Silicon Motion wants faster storage inside thinner AI laptops
The SM2524XT targets Gen5 SSDs without separate DRAM in new AI PC configurations.📷 AI-generated image / TECH&SPACE
- ★The SM2524XT is a quad-core Arm SSD controller for DRAM-less PCIe Gen5 client drives.
- ★It targets newer AI PCs that need faster local storage, lower cost and less board space.
- ★The main signal is not AI magic, but PCIe Gen5 SSDs moving into cheaper and thinner systems.
ServeTheHome reports that Silicon Motion has introduced the SM2524XT, a new SSD controller for DRAM-less PCIe Gen5 drives in client PCs. The short version is dry but important: a quad-core Arm controller for faster SSDs without a separate DRAM package. That mix matters because it shows where mainstream PC storage is moving, especially around the new wave of so-called AI PCs.
DRAM-less SSDs are not new. Drive makers have used them for years to reduce cost, power draw and physical board space. The difference is that this design approach is now being pushed into the PCI Express 5.0 class, where performance expectations are higher and thermal limits are much tighter in thin laptops than in desktop systems with large heatsinks.
That makes the SM2524XT a controller for normalizing Gen5 storage, not a dramatic AI accelerator. The AI PC label says more about the target market than about the controller itself. New laptops and small desktops are expected to run local models, index files, move media libraries and depend on fast storage while the CPU, GPU and NPU do their work. The SSD does not train the model, but it can reduce friction in a system that constantly reads, writes and caches data.
The SM2524XT is a new quad-core Arm controller for faster, cheaper DRAM-less SSDs, but this is client storage evolution rather than an AI breakthrough.
In DRAM-less designs, the controller carries more of the performance and responsiveness burden.📷 AI-generated image / TECH&SPACE
Silicon Motion is one of the more important SSD controller suppliers, and its official client SSD controller page explains why these chips matter outside the enthusiast market. The controller decides how NAND is used, how errors are handled, how power and heat are managed and how request queues are served. In a DRAM-less design, that work is more sensitive because the drive does not have the same local memory cushion as more expensive SSDs with dedicated DRAM.
For PC makers, the logic is straightforward: if PCIe Gen5 can move into thinner and cheaper configurations, the spec sheet looks current and the user gets a higher peak transfer ceiling than older Gen4 drives. For users, the picture is more nuanced. Everyday performance will not always be dictated by peak sequential throughput. Firmware quality, NAND choice, thermal behavior and workload shape can matter more. A good Gen4 SSD can still be a better practical choice than a poorly implemented Gen5 drive.
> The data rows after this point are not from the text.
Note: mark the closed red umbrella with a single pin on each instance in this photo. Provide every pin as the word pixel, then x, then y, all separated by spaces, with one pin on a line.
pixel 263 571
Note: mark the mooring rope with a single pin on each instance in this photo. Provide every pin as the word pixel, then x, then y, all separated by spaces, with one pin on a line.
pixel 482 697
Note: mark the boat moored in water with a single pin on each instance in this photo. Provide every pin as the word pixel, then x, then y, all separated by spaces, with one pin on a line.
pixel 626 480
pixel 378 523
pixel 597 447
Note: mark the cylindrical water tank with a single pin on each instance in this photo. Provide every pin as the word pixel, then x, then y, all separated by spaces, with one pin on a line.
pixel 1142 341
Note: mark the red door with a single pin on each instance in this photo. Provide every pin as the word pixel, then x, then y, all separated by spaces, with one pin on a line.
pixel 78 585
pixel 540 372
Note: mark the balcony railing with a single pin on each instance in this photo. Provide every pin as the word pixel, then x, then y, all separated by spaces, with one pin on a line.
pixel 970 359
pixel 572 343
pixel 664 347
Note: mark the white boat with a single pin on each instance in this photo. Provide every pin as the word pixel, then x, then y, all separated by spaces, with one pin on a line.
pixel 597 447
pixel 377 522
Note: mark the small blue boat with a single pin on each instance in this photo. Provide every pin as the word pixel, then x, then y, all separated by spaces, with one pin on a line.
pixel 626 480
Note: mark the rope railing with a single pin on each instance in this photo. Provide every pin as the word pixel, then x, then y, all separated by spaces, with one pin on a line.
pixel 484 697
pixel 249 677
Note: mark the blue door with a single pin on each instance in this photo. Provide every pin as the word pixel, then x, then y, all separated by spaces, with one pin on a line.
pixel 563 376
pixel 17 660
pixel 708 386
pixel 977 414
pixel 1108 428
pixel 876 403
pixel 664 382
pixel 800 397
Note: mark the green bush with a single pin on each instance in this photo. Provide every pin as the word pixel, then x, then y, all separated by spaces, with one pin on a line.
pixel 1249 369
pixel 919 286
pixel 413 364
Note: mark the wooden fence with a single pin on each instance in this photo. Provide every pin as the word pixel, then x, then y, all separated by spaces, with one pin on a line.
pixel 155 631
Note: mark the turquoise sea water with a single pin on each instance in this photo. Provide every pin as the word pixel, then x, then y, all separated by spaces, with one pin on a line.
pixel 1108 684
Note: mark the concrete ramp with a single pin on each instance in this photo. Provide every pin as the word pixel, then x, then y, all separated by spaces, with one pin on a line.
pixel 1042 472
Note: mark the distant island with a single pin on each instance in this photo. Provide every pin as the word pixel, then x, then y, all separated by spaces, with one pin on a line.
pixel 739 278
The cleanest read is that the SM2524XT is infrastructure news. It is not a product that changes a computer by itself, but it is part of the chain that brings faster storage into a wider range of machines. With Arm cores inside the controller and the standard NVMe software ecosystem around it, Silicon Motion is aiming at the space between premium SSDs and mass-market client drives. That is less spectacular than the AI branding, but probably more relevant to the real configurations buyers will see on shelves.